Decommissioning a DataNode does not happen instantly because the process requires replication of a potentially large number of blocks. During decommissioning, the performance of your cluster may be impacted.
This section describes the decommissioning process and suggests solutions for several common performance issues.
- The Commission State of the DataNode is marked as Decommissioning and the data is replicated from this node to other available nodes. Until all blocks are replicated, the node remains in a Decommissioning state. You can view this state from the NameNode Web UI. (Go to the HDFS service and select .)
- When all data blocks are replicated to other nodes, the node is marked as Decommissioned.
Decommissioning can impact performance in the following ways:
- There must be enough disk space on the other active DataNodes for the data to be replicated. After decommissioning, the remaining active DataNodes have more blocks and therefore decommissioning these DataNodes in the future may take more time.
- There will be increased network traffic and disk I/O while the data blocks are replicated.
- Data balance and data locality can be affected, which can lead to a decrease in performance of any running or submitted jobs.

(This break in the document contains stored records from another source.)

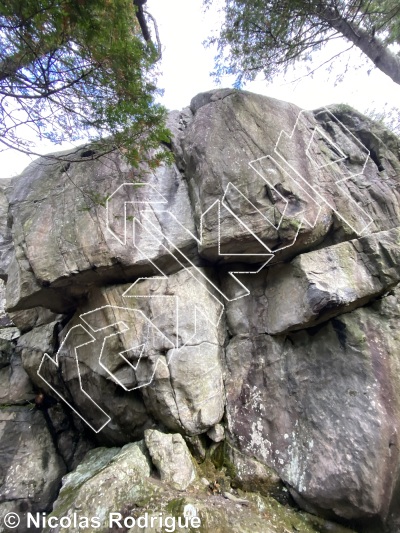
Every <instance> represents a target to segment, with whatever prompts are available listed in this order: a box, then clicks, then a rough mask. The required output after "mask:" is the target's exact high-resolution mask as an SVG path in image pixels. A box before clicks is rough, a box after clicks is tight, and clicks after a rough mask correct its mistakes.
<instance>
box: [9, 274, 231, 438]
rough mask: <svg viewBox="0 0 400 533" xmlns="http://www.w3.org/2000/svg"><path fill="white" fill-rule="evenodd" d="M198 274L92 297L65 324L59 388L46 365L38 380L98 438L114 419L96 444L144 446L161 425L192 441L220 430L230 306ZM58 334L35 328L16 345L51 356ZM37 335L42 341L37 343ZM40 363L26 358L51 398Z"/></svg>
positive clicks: (62, 342) (31, 354)
mask: <svg viewBox="0 0 400 533" xmlns="http://www.w3.org/2000/svg"><path fill="white" fill-rule="evenodd" d="M200 272H203V271H201V270H198V269H195V268H194V267H191V268H189V269H186V270H182V271H180V272H178V273H176V274H172V275H171V276H169V277H168V278H166V279H151V278H149V279H147V280H142V281H139V282H138V283H135V284H134V285H133V286H132V285H131V284H128V285H117V286H112V287H110V288H108V289H105V290H101V291H99V292H96V293H93V296H92V298H90V299H89V301H88V302H87V303H86V304H85V305H84V306H82V307H80V308H79V309H78V311H77V313H76V315H75V317H74V318H73V320H72V321H71V322H70V323H69V324H68V328H67V337H66V339H65V341H64V342H62V344H61V349H60V350H59V352H58V354H57V358H58V364H59V367H60V369H61V375H62V380H60V376H59V371H57V369H56V366H55V365H54V363H53V362H52V361H50V360H49V359H47V360H46V361H45V363H44V365H43V366H42V370H41V373H42V375H43V376H44V377H45V378H46V381H47V382H48V383H49V384H50V385H51V386H52V387H53V388H54V389H55V390H57V391H59V392H60V393H61V394H62V395H63V396H64V397H66V398H68V401H70V402H72V404H73V405H74V407H75V409H76V410H77V411H78V413H79V414H80V415H81V416H83V418H84V419H86V420H87V421H88V422H89V423H90V424H91V425H92V427H93V428H94V429H95V431H99V429H100V428H101V427H102V426H103V424H107V421H108V420H109V417H110V418H111V420H110V421H109V423H108V424H107V425H106V426H105V427H104V429H103V430H102V432H101V434H99V438H103V437H104V438H109V439H110V441H111V442H114V443H125V442H127V441H129V439H135V438H142V437H143V431H144V430H145V429H146V428H151V427H153V426H154V424H155V423H156V421H158V422H159V423H161V424H163V425H165V426H167V427H169V428H170V429H172V430H175V431H183V432H185V433H186V434H189V435H191V434H193V435H195V434H198V433H202V432H204V431H207V430H208V429H209V428H210V427H212V426H214V425H215V424H216V423H218V422H219V421H220V420H221V418H222V416H223V413H224V392H223V384H222V350H223V345H224V341H225V331H224V320H223V318H222V316H221V315H222V312H223V306H222V304H221V303H220V301H219V299H218V298H217V293H216V291H215V290H214V289H213V287H212V286H211V285H210V284H208V285H207V284H204V283H203V279H202V278H199V276H200ZM166 295H167V296H166ZM113 324H114V325H115V327H114V328H113V334H111V333H112V332H111V330H110V326H111V325H113ZM53 327H54V325H53V324H50V325H48V326H41V327H37V328H35V329H34V330H32V331H31V332H28V333H26V334H25V335H23V337H22V338H21V340H20V343H19V345H20V346H21V347H22V346H24V345H25V344H29V345H30V346H35V345H36V344H39V345H40V346H43V348H45V347H46V350H47V349H49V348H50V344H51V340H52V339H53V332H52V329H51V328H53ZM49 328H50V330H49ZM85 328H86V329H85ZM90 332H93V336H92V334H91V333H90ZM110 334H111V335H110ZM35 335H41V337H39V341H36V342H35V339H34V338H33V337H34V336H35ZM36 338H37V337H36ZM77 347H79V348H78V349H77V355H78V365H77V364H76V362H75V355H74V354H75V348H77ZM42 356H43V352H38V351H35V350H34V349H30V350H28V348H27V347H25V348H24V349H23V350H22V357H23V360H24V361H25V363H24V364H25V368H26V369H27V371H28V372H29V374H30V376H31V379H32V380H33V381H34V382H35V383H36V384H37V385H38V386H40V382H41V383H42V388H44V389H46V390H47V391H48V392H50V389H49V387H48V386H47V384H46V383H45V382H44V381H43V380H42V379H41V378H40V377H38V376H37V369H38V368H39V365H40V363H41V360H42ZM82 389H83V392H82ZM93 402H95V403H96V404H97V405H98V406H99V407H98V408H95V406H94V404H93Z"/></svg>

- Decommissioning a large numbers of DataNodes at the same time can decrease performance.
- If you are decommissioning a minority of the DataNodes, the speed of data reads from these nodes limits the performance of decommissioning because decommissioning maxes out network bandwidth when reading data blocks from the DataNode and spreads the bandwidth used to replicate the blocks among other DataNodes in the cluster. To avoid performance impacts in the cluster, Cloudera recommends that you only decommission a minority of the DataNodes at the same time.
- You can decrease the number of replication threads to decrease the performance impact of the replications, but this will cause the decommissioning process to take longer to complete.
Cloudera recommends that you add DataNodes and decommission DataNodes in parallel, in smaller groups. For example, if the replication factor is 3, then you should add two DataNodes and decommission two DataNodes at the same time.